Seanad debates

Tuesday, 24 January 2017

Adoption (Amendment) Bill 2016: Second Stage

 

2:30 pm

Photo of Victor BoyhanVictor Boyhan (Independent) | Oireachtas source

I welcome the Minister to the House to discuss an issue that is close to my own heart. The Bill, which gives effect to our constitutional provisions, has been a long time coming. In 1992, Ireland ratified the UN Convention on the Rights of the Child. In 2010, it passed the Adoption Act and subsequently ratified the Hague convention on the protection of children and co-operation in respect of adoption. In 2012, the Thirty-first Amendment to the Constitution (Children) Act was introduced and followed by referendum on children's rights. We then had the Children and Family Relationships Act 2015. At last, after this long journey, the Minister has introduced the Adoption (Amendment) Bill 2016.

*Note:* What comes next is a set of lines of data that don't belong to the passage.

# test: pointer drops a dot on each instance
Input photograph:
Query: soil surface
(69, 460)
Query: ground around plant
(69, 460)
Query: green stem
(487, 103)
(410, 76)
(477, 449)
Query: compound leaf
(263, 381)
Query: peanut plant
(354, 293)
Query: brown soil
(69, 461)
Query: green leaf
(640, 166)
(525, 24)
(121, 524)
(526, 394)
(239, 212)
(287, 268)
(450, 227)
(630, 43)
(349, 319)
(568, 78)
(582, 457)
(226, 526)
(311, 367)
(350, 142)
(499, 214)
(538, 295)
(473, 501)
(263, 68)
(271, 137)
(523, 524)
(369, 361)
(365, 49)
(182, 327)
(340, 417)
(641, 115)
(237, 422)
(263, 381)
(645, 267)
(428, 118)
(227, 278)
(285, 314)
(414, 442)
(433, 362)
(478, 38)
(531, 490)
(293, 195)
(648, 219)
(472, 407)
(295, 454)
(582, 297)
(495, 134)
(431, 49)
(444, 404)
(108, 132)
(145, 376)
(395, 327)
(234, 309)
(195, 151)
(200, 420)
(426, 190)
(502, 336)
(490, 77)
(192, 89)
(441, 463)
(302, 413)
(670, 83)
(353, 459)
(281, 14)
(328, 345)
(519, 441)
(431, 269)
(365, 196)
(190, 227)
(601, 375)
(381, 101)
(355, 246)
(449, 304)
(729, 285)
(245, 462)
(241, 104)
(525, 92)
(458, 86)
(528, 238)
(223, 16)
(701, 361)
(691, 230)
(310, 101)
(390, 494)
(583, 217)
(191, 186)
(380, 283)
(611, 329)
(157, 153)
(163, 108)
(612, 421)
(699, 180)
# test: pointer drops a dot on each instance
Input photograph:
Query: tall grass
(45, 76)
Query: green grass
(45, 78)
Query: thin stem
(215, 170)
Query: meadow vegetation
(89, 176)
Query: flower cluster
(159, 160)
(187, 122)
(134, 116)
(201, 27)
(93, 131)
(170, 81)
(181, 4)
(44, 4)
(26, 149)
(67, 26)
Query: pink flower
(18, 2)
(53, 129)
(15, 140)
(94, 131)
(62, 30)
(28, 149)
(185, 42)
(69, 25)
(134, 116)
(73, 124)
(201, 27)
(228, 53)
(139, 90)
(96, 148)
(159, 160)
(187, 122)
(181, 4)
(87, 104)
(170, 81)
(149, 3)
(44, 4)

Having grown up in a children's orphanage in Dún Laoghaire where many hundreds of children lived, I have personal experience of this issue which I would like to share with the House. I was only a few days old when I entered the orphanage. I lived there for sixteen and a half years, which is a long time. I knew on the date of my seventh birthday that I would not be adopted because a family who wanted to adopt me and take me into their care were denied the opportunity to do so. However, they continued to have a relationship and friendship with me that I cherish to this day. From an experience such as this, one learns a few things and develops a great interest in this issue.

The Bill recognises children as being at the centre of adoption. We learned from the redress scheme and other stories that have been told of the great pain, anxiety, suffering and vulnerability of many children in care. That was then, however. Today, many hundreds of children are in care, some of them for five, six or seven years. These children must not be denied an opportunity to be fostered or adopted. Fostering and adoption are not for all children, however, and good State care is sometimes the best option. For this reason, a suite of opportunities must be available to suit the needs of each child and his or her particular needs

We must always recognise the heritage of children. I got to know my parents and built with relationships with them, which I valued. I am the youngest of seven children, all of whom were placed in care at different stages and in different institutions. We are brothers and sisters and we meet and celebrate as family. I cherish and love this tradition. Let us not lose sight of the fact that parents bring children into the world with good intentions and to love and care for them. They do not always want to abandon them but circumstances visit this upon them. The church visited it on some families and single parents. Likewise, families have forced people to abandon their children for inheritance reasons or for land, farms or other circumstances. That is the history of this issue and it is also my history and the reason I can discuss it.

It is important that we encourage and acknowledge the birth mother and father because they also have a role to play. We must not lose sight of the fact that they will experience terrible regret and loss. At the same time, we must acknowledge what children want, namely, care, love and affection. Regardless of whether it is two men, two women, a man and a woman or one person, provided they can nourish, cherish, love and encourage a child, they will be the answer. I salute the Minister because she has done a great deal of work in this area.

When I was seven years old I knew I could never be adopted because at the age of seven, we were told we would stay in the orphanage until we were 16 or 17 years or until we could hack it in the world. This is what we did but it is something no child should have to do. I met children who returned from a fostering experience with terrible stories. We must be careful about those to whom we foster children and those who are adopting children.

The Bill is wonderful and I thank the Minister for the 42 points she brought us through today. However, it will all be meaningless if the necessary resources, including care packages, scrutiny and monitoring are not provided. We need to ensure education, health services, care workers and advocates for children dovetail. People talk about the need for advocacy. Children need advocates. I knew what I was doing at six or seven years of age, as did most other children, and sometimes I was good, bad, wrong or manipulative. It is important to have advocates for children who can represent them.

A recent survey of care leavers shows that many of them would have liked the opportunity to have been adopted or fostered. There are three or perhaps more options because not everything fits together. I spoke about the important role of the birth family. How could anyone not support a Bill that allows married parents to place their children for adoption in certain circumstances? I have received many nasty letters from people in recent days in which they refer to the suitability of people, the erosion of the powers of the family and the constitutional provisions that make family a very special place. This is not right. When children are shown love, care and support, they will flourish. It is important that cohabiting couples, those in civil partnerships and anyone else who is suitable, caring and loving and can provide stability for children be allowed to do so.

I am convinced the Minister has done an exceptional job in bringing her insight, knowledge and experience to this Bill. I feel this in every word she has written and spoken. She is putting in place unique legislation and I am more than happy to support it.